7 Etiquette Tips To Make Networking Less Scary
The one piece of advice I've received from every career counselor I've ever talked with is to "network." Although it can feel totally awkward to make small talk with strangers and promote yourself, it's a skill you will use throughout your career. The earlier you learn how to network, the easier it will get and the better you'll be able to do for yourself.
Learning the etiquette of networking, even after you've been at it for a few years, can be hard without an experienced guide. This is where Charles MacPherson enters the picture. MacPherson has worked for more than 25 years as a butler and household manager for some of the world's most opulent families, which makes him an expert in all things refined. His book, The Pocket Butler: A Compact Guide to Modern Manners, is a resource "geared towards young professionals" who want to learn these tricks of the trade and conduct themselves with poise in all social settings.

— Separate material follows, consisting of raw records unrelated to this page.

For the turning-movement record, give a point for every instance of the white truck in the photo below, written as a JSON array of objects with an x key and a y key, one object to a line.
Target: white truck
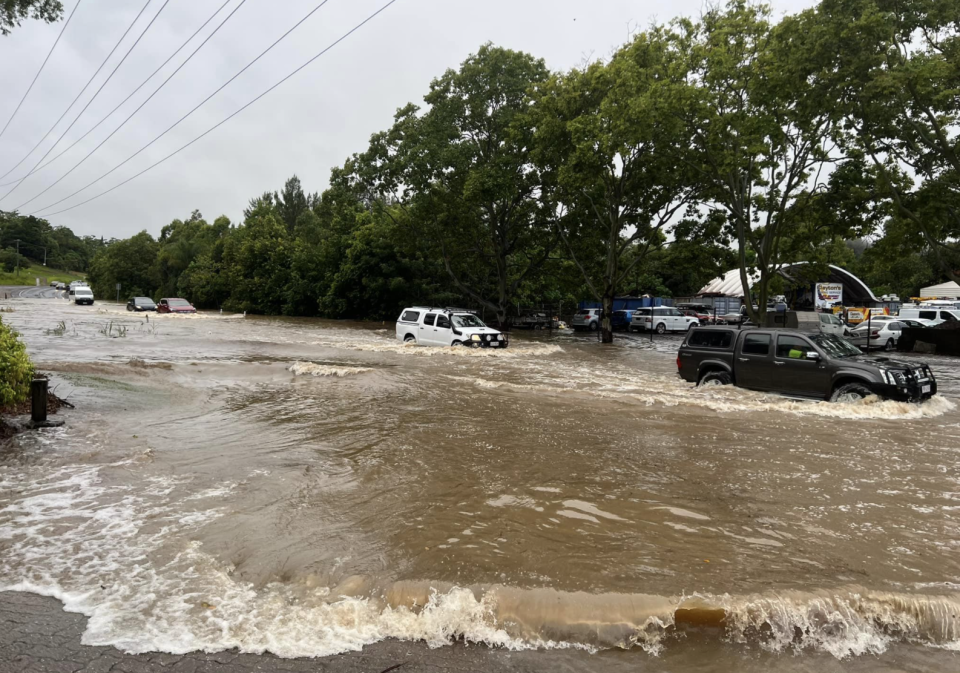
[{"x": 430, "y": 326}]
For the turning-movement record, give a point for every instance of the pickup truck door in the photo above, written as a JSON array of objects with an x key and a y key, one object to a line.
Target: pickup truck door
[
  {"x": 754, "y": 366},
  {"x": 443, "y": 334},
  {"x": 795, "y": 374},
  {"x": 426, "y": 332}
]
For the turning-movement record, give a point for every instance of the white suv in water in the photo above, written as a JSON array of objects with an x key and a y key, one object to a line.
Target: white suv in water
[{"x": 446, "y": 327}]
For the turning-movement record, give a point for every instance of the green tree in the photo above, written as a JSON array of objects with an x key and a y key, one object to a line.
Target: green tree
[
  {"x": 611, "y": 148},
  {"x": 896, "y": 73},
  {"x": 131, "y": 262},
  {"x": 12, "y": 12},
  {"x": 463, "y": 172},
  {"x": 760, "y": 131},
  {"x": 256, "y": 261},
  {"x": 16, "y": 369}
]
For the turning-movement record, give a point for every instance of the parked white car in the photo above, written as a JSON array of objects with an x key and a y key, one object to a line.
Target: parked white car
[
  {"x": 586, "y": 318},
  {"x": 934, "y": 314},
  {"x": 877, "y": 334},
  {"x": 662, "y": 319},
  {"x": 430, "y": 326}
]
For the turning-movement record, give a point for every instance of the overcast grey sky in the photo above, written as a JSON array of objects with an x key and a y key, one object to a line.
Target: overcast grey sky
[{"x": 306, "y": 126}]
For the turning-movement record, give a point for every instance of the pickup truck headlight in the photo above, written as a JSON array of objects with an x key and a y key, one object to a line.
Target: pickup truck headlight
[{"x": 895, "y": 377}]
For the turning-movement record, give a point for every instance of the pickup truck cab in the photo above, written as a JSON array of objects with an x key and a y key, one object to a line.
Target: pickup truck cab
[
  {"x": 798, "y": 364},
  {"x": 429, "y": 326}
]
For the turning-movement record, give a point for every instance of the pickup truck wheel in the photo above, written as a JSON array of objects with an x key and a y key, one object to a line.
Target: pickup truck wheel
[
  {"x": 714, "y": 379},
  {"x": 850, "y": 392}
]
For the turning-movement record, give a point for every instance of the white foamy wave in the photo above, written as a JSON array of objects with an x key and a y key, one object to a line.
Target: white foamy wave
[
  {"x": 312, "y": 369},
  {"x": 124, "y": 560}
]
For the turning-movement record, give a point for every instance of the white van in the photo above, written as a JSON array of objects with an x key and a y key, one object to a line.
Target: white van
[{"x": 934, "y": 314}]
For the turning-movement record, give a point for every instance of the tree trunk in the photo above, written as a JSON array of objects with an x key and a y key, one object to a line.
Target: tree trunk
[{"x": 606, "y": 320}]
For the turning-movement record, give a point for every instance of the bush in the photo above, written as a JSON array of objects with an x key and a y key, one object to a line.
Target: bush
[{"x": 16, "y": 370}]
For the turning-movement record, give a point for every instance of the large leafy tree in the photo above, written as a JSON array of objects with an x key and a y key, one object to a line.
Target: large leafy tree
[
  {"x": 12, "y": 12},
  {"x": 462, "y": 171},
  {"x": 761, "y": 133},
  {"x": 611, "y": 148},
  {"x": 131, "y": 262},
  {"x": 896, "y": 78}
]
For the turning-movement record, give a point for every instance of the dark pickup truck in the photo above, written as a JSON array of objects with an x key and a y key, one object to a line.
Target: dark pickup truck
[{"x": 798, "y": 364}]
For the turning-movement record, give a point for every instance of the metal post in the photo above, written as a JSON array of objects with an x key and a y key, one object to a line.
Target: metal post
[{"x": 38, "y": 407}]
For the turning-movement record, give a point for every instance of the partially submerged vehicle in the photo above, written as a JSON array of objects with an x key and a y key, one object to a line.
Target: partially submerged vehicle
[
  {"x": 430, "y": 326},
  {"x": 798, "y": 364}
]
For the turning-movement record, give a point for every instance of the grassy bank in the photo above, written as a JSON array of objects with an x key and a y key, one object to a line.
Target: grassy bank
[{"x": 29, "y": 274}]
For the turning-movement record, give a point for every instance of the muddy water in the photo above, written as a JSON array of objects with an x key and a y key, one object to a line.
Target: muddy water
[{"x": 307, "y": 487}]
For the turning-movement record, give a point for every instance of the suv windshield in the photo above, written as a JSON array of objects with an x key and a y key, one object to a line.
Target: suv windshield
[
  {"x": 834, "y": 346},
  {"x": 467, "y": 320}
]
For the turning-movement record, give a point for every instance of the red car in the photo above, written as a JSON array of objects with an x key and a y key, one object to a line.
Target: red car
[{"x": 175, "y": 306}]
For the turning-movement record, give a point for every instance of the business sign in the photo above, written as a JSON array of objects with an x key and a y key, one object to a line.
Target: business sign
[{"x": 829, "y": 294}]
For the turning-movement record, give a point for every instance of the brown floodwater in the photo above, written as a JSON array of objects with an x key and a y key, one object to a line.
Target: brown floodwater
[{"x": 307, "y": 487}]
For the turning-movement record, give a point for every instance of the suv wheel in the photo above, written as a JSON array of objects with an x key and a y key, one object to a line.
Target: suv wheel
[
  {"x": 850, "y": 392},
  {"x": 714, "y": 379}
]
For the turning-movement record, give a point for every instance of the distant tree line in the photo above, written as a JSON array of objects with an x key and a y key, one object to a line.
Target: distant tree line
[
  {"x": 733, "y": 141},
  {"x": 40, "y": 243}
]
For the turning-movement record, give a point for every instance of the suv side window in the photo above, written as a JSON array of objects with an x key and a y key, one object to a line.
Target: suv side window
[
  {"x": 792, "y": 347},
  {"x": 756, "y": 344}
]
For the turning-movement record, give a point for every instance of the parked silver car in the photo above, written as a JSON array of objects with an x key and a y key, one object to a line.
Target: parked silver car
[
  {"x": 877, "y": 334},
  {"x": 586, "y": 319}
]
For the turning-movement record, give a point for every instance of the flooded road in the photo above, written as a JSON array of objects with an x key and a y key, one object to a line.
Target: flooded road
[{"x": 307, "y": 487}]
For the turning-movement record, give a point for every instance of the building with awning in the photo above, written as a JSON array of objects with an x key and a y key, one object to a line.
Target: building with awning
[{"x": 803, "y": 278}]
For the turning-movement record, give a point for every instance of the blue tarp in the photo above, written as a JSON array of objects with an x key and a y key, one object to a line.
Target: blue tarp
[{"x": 630, "y": 303}]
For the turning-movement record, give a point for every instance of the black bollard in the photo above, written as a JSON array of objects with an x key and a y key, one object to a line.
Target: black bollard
[{"x": 38, "y": 393}]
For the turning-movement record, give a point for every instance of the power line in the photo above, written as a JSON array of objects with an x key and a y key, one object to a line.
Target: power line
[
  {"x": 92, "y": 98},
  {"x": 30, "y": 88},
  {"x": 170, "y": 128},
  {"x": 220, "y": 123},
  {"x": 132, "y": 94},
  {"x": 78, "y": 95}
]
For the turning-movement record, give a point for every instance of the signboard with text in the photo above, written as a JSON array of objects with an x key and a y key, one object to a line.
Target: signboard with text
[{"x": 829, "y": 294}]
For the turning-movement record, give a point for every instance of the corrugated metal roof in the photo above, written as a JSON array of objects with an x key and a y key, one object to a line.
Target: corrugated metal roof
[
  {"x": 729, "y": 285},
  {"x": 951, "y": 290}
]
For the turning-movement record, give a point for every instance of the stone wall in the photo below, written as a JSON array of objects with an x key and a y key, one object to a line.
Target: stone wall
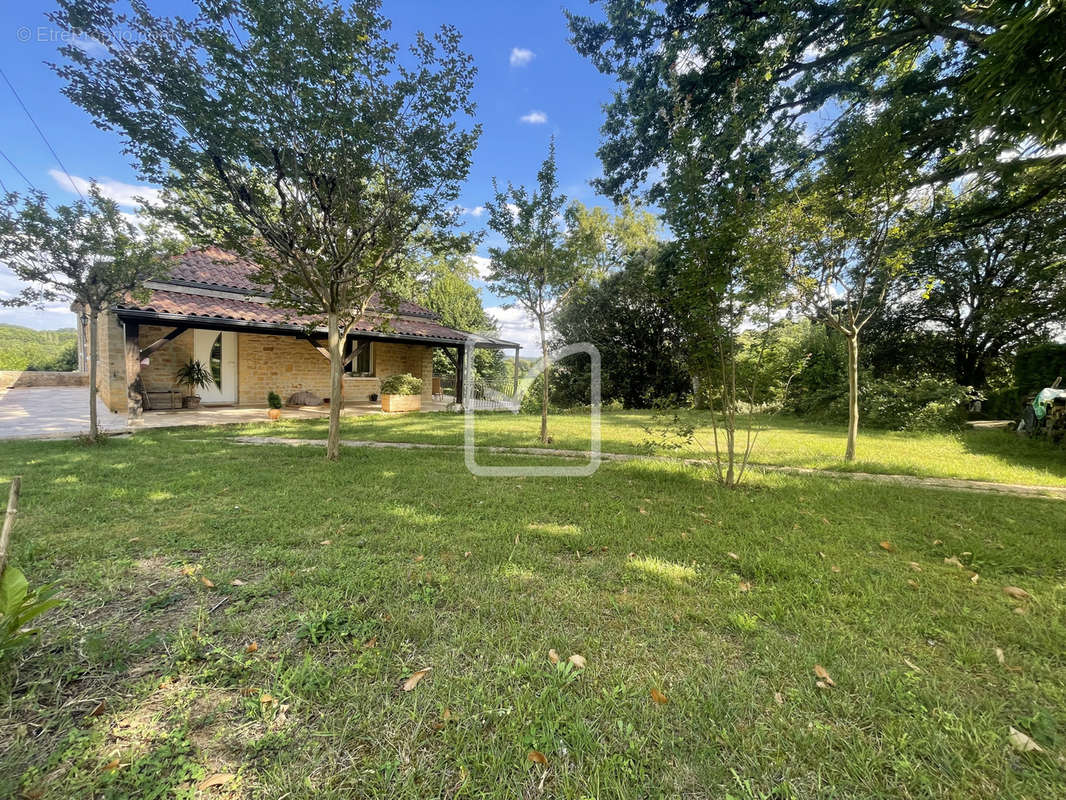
[{"x": 26, "y": 379}]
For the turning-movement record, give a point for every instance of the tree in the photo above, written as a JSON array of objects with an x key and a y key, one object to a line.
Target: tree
[
  {"x": 542, "y": 265},
  {"x": 983, "y": 293},
  {"x": 848, "y": 250},
  {"x": 954, "y": 82},
  {"x": 630, "y": 318},
  {"x": 293, "y": 133},
  {"x": 87, "y": 253}
]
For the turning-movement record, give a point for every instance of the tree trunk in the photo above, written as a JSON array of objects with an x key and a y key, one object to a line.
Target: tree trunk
[
  {"x": 546, "y": 378},
  {"x": 853, "y": 394},
  {"x": 336, "y": 387},
  {"x": 93, "y": 361}
]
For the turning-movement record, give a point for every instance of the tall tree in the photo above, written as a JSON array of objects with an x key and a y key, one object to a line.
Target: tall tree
[
  {"x": 958, "y": 84},
  {"x": 540, "y": 264},
  {"x": 292, "y": 132},
  {"x": 87, "y": 253}
]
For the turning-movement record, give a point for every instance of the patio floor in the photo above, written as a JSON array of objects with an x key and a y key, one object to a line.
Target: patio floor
[{"x": 63, "y": 412}]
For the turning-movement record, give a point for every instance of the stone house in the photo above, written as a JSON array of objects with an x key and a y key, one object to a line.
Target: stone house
[{"x": 208, "y": 309}]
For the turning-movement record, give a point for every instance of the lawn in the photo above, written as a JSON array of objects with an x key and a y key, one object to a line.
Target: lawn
[
  {"x": 976, "y": 454},
  {"x": 251, "y": 613}
]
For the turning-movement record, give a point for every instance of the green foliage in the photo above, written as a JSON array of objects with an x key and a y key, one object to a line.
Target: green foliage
[
  {"x": 402, "y": 384},
  {"x": 19, "y": 606},
  {"x": 193, "y": 374},
  {"x": 46, "y": 351},
  {"x": 1037, "y": 367}
]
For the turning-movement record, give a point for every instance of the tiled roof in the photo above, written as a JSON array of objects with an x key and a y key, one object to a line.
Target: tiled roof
[{"x": 214, "y": 267}]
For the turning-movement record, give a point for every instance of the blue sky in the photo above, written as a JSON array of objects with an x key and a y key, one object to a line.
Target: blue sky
[{"x": 526, "y": 69}]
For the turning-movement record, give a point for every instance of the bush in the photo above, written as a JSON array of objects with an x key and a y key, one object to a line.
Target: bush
[{"x": 405, "y": 384}]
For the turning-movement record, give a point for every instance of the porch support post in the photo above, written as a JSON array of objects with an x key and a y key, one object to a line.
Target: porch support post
[
  {"x": 459, "y": 367},
  {"x": 134, "y": 387},
  {"x": 514, "y": 392}
]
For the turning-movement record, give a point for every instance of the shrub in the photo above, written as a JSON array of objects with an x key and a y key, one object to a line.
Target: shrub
[{"x": 405, "y": 384}]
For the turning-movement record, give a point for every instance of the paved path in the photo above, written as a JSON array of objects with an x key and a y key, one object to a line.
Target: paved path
[
  {"x": 957, "y": 484},
  {"x": 62, "y": 412}
]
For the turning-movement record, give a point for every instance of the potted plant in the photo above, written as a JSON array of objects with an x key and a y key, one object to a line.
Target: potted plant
[
  {"x": 274, "y": 401},
  {"x": 194, "y": 376},
  {"x": 402, "y": 393}
]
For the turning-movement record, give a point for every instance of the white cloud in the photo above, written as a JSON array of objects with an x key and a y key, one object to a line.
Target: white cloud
[
  {"x": 481, "y": 265},
  {"x": 534, "y": 117},
  {"x": 124, "y": 194},
  {"x": 521, "y": 57},
  {"x": 515, "y": 325}
]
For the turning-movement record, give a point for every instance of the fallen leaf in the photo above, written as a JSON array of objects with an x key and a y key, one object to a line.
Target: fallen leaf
[
  {"x": 1022, "y": 742},
  {"x": 412, "y": 682},
  {"x": 820, "y": 671},
  {"x": 216, "y": 780}
]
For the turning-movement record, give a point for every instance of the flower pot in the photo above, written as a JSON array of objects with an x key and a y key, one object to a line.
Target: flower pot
[{"x": 401, "y": 402}]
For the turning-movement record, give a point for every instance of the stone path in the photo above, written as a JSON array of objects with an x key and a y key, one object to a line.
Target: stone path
[{"x": 956, "y": 484}]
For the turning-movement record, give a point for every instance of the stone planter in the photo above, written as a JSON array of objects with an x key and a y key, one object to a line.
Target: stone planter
[{"x": 401, "y": 402}]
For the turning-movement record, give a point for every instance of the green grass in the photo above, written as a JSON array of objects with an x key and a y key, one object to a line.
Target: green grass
[
  {"x": 479, "y": 578},
  {"x": 975, "y": 454}
]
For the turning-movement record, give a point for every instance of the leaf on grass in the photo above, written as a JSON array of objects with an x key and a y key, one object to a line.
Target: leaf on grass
[
  {"x": 820, "y": 671},
  {"x": 217, "y": 779},
  {"x": 1022, "y": 742},
  {"x": 412, "y": 682}
]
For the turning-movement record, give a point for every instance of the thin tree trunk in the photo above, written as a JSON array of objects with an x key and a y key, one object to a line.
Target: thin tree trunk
[
  {"x": 93, "y": 361},
  {"x": 336, "y": 387},
  {"x": 853, "y": 394},
  {"x": 546, "y": 378}
]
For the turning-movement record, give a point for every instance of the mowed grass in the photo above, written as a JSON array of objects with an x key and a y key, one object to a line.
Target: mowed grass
[
  {"x": 359, "y": 574},
  {"x": 974, "y": 454}
]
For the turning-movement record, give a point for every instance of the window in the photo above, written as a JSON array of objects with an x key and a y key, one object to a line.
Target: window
[{"x": 361, "y": 365}]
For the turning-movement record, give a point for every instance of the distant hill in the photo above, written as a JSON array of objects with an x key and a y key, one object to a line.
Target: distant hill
[{"x": 23, "y": 348}]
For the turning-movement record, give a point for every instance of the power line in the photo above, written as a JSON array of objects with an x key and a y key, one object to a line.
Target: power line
[{"x": 43, "y": 137}]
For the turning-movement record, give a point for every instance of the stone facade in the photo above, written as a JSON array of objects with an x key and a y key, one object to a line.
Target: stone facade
[{"x": 264, "y": 363}]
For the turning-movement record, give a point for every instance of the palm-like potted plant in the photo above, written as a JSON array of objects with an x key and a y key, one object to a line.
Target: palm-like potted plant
[
  {"x": 402, "y": 393},
  {"x": 194, "y": 376}
]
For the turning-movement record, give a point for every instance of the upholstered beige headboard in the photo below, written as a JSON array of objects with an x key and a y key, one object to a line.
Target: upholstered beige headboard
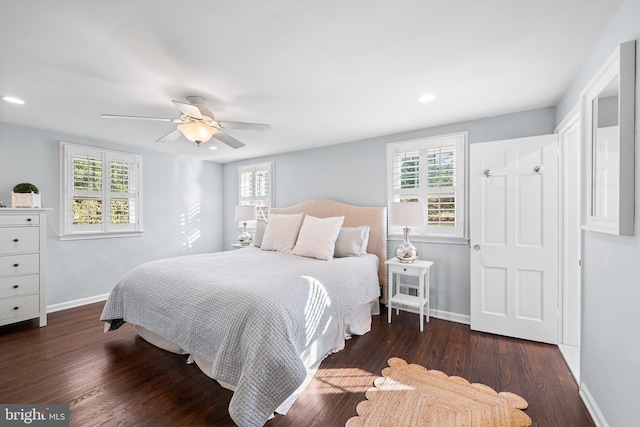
[{"x": 354, "y": 216}]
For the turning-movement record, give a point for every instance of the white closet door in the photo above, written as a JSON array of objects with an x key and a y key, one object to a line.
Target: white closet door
[{"x": 514, "y": 237}]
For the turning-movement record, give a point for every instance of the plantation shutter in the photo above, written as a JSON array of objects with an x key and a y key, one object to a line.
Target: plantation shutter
[
  {"x": 255, "y": 187},
  {"x": 431, "y": 171},
  {"x": 101, "y": 191}
]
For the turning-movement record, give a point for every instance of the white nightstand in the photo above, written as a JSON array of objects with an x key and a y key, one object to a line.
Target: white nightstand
[
  {"x": 240, "y": 245},
  {"x": 419, "y": 269}
]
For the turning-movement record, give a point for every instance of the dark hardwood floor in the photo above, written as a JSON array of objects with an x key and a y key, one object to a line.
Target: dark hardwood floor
[{"x": 117, "y": 379}]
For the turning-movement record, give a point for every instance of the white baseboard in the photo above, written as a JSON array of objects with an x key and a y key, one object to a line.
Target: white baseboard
[
  {"x": 76, "y": 303},
  {"x": 592, "y": 407},
  {"x": 441, "y": 314},
  {"x": 452, "y": 317}
]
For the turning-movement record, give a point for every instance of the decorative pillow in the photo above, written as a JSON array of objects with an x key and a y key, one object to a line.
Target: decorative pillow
[
  {"x": 317, "y": 238},
  {"x": 281, "y": 232},
  {"x": 260, "y": 227},
  {"x": 352, "y": 241}
]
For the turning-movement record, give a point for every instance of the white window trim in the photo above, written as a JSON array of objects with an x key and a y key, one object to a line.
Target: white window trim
[
  {"x": 105, "y": 230},
  {"x": 420, "y": 234},
  {"x": 251, "y": 225}
]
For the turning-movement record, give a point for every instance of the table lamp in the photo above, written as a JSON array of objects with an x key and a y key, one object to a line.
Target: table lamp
[
  {"x": 406, "y": 214},
  {"x": 244, "y": 214}
]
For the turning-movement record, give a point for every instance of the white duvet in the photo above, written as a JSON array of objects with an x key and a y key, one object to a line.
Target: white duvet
[{"x": 249, "y": 313}]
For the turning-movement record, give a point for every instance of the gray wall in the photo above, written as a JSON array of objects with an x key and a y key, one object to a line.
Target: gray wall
[
  {"x": 610, "y": 350},
  {"x": 182, "y": 201},
  {"x": 355, "y": 173}
]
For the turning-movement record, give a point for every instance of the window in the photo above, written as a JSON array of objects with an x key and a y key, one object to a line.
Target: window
[
  {"x": 255, "y": 187},
  {"x": 432, "y": 171},
  {"x": 101, "y": 192}
]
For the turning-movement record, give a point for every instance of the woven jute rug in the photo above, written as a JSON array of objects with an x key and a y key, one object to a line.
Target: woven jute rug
[{"x": 411, "y": 395}]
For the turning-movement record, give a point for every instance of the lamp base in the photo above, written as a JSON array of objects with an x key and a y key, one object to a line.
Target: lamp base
[
  {"x": 244, "y": 238},
  {"x": 406, "y": 252}
]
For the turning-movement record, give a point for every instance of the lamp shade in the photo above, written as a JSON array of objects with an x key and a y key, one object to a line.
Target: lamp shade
[
  {"x": 197, "y": 132},
  {"x": 407, "y": 214},
  {"x": 245, "y": 213}
]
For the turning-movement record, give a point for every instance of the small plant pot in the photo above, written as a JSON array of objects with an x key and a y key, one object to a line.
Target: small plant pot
[{"x": 26, "y": 200}]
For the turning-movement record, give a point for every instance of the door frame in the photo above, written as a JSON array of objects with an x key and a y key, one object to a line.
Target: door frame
[{"x": 570, "y": 298}]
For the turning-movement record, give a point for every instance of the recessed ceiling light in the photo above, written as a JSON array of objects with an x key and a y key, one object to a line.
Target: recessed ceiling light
[
  {"x": 13, "y": 100},
  {"x": 427, "y": 97}
]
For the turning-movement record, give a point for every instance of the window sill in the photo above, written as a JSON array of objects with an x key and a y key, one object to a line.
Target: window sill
[
  {"x": 100, "y": 235},
  {"x": 449, "y": 240}
]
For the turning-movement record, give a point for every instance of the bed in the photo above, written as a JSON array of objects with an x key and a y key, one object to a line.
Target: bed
[{"x": 259, "y": 319}]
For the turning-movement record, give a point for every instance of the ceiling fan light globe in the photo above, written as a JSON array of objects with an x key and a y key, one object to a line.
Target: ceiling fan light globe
[{"x": 197, "y": 132}]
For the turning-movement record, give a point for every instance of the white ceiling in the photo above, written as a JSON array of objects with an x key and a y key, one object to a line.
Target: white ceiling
[{"x": 320, "y": 72}]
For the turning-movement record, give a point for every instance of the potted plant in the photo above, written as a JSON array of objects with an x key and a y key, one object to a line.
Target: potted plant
[{"x": 25, "y": 195}]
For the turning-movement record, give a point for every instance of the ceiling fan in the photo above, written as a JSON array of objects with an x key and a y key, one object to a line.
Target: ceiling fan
[{"x": 197, "y": 124}]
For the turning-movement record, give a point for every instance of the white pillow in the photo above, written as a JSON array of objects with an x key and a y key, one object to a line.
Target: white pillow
[
  {"x": 352, "y": 241},
  {"x": 317, "y": 238},
  {"x": 281, "y": 232}
]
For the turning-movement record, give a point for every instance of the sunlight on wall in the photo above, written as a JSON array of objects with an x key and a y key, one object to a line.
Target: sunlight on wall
[
  {"x": 189, "y": 222},
  {"x": 192, "y": 191}
]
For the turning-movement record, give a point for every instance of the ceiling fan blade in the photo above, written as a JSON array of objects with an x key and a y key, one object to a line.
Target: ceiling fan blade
[
  {"x": 244, "y": 126},
  {"x": 158, "y": 119},
  {"x": 171, "y": 136},
  {"x": 227, "y": 139},
  {"x": 188, "y": 109}
]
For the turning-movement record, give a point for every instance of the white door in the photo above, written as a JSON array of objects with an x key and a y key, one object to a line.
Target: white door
[{"x": 514, "y": 237}]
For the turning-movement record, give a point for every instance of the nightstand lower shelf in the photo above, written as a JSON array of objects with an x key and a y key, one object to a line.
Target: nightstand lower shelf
[{"x": 398, "y": 300}]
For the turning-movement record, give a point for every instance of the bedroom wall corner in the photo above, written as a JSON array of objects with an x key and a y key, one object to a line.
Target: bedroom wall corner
[
  {"x": 182, "y": 202},
  {"x": 355, "y": 173},
  {"x": 610, "y": 349}
]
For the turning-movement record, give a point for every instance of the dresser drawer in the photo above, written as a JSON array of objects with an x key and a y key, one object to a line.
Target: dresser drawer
[
  {"x": 19, "y": 285},
  {"x": 20, "y": 307},
  {"x": 22, "y": 219},
  {"x": 12, "y": 265},
  {"x": 19, "y": 240}
]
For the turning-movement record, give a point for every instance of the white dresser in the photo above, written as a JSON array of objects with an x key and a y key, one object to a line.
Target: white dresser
[{"x": 23, "y": 260}]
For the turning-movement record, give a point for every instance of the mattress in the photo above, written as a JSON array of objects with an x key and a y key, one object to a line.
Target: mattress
[{"x": 246, "y": 316}]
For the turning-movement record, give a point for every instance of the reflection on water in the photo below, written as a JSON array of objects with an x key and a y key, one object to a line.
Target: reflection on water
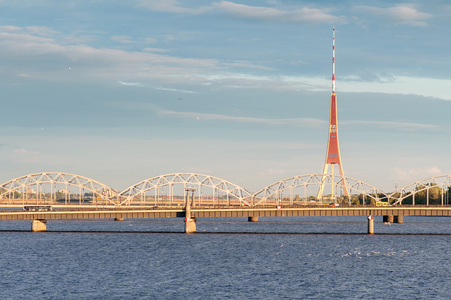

Modern-day etiquette, according to MacPherson, "gives us something to fall back on in new, strange or awkward situations," and these rules of behavior are exactly what you need when going into a networking event or business meeting. These seven tips from The Pocket Butler will provide the framework to make the whole networking experience much less painless and probably even pretty professionally productive:
Where You Put Your Name Tag Matters
Conventional wisdom states that you should put your name tag on the left side of your body, over your heart. But MacPherson contends, “It is highly important you always wear your name tag on the right side of your body. Why? Because when you shake hands, the right side of your body naturally moves forward. The name tag remains visible to the other person, and helps them see — and, more importantly, remember — your name.”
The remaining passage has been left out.